Les rôles sont intelligemment répartis. Dans la même mosquée, on peut écouter des discours différents selon les prédicateurs. Tantôt menaçants, tantôt compassionnels. Si le propos est ambigu, la stratégie est évidente : montrer que le discours n’est ni monolithique, ni préparé, ni calibré. À la fin du prêche ou de la leçon, on entend de moins en moins d’anathèmes contre « les sionistes qui occupent Jérusalem, et l’Occident dévergondé et responsable de tous nos maux » . Exit La Palestine, la Tchétchénie et le Cachemire.
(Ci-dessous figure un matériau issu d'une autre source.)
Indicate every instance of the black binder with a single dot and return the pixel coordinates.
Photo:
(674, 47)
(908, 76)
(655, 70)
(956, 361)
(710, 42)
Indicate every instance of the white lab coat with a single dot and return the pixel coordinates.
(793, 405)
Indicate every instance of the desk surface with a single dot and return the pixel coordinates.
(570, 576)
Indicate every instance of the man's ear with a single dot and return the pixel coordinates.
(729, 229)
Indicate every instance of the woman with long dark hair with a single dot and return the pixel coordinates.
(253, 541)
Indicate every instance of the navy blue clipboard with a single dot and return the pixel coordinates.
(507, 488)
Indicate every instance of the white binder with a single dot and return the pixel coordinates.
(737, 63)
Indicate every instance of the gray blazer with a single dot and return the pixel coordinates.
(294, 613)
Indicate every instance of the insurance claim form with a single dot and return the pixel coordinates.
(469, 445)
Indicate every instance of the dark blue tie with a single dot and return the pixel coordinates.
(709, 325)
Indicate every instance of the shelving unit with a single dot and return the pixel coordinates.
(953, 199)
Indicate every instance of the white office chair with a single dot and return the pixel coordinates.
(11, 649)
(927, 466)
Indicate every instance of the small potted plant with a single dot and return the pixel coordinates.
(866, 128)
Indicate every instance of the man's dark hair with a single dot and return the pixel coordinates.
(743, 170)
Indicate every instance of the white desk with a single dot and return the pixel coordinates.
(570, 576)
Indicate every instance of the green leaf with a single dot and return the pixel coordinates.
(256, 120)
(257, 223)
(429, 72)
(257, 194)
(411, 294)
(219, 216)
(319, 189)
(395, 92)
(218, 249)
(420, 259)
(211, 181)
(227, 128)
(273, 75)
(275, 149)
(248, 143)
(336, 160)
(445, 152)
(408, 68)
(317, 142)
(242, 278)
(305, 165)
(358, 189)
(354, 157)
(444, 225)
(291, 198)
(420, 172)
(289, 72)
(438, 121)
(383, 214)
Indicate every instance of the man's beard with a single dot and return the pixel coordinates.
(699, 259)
Il faut bouter les voleurs, les traîtres, les corrompus. Moraliser la vie publique, interdire les boissons alcoolisées, la musique dans les fêtes et les tenues indécentes des jeunes filles non voilées, les feuilletons télévisés et les consoles de jeux. Et comme il faut bien composer avec les Autorités, puisqu’ils sont convaincus que le temps joue pour eux, alors on appelle les fidèles à prier Dieu pour qu’il ramène «  ceux qui nous gouvernent » dans le droit chemin et qu’il leur donne la force de réaliser des réformes justes et conformes à l’islam.

Les vieux écoutent et ne trouvent rien à redire. Les jeunes ne rejettent pas la démarche ou y adhèrent faute de mieux, même s’ils devinent qu’elle n’est pas tout à fait innocente. Les nouveaux conservateurs savent que le temps joue pour eux et ne veulent surtout pas se fourvoyer comme leurs prédécesseurs du FIS ou des GIA. L’histoire ne repasse pas le plat, alors on se prépare. Et puis, faute d’arriver enfin au grand soir, on se dit qu’on ne pourra pas faire moins que le Maroc, l’Égypte ou la Tunisie. Il y a dans l’air comme le silence assourdissant d’une véritable bombe à retardement. Mieux vaut se mettre à déminer qu’apprendre à se boucher les oreilles, car il y a fort à parier que ceux qui se préparent à en découdre ne feront pas de prisonniers. Ce sont eux qui le disent.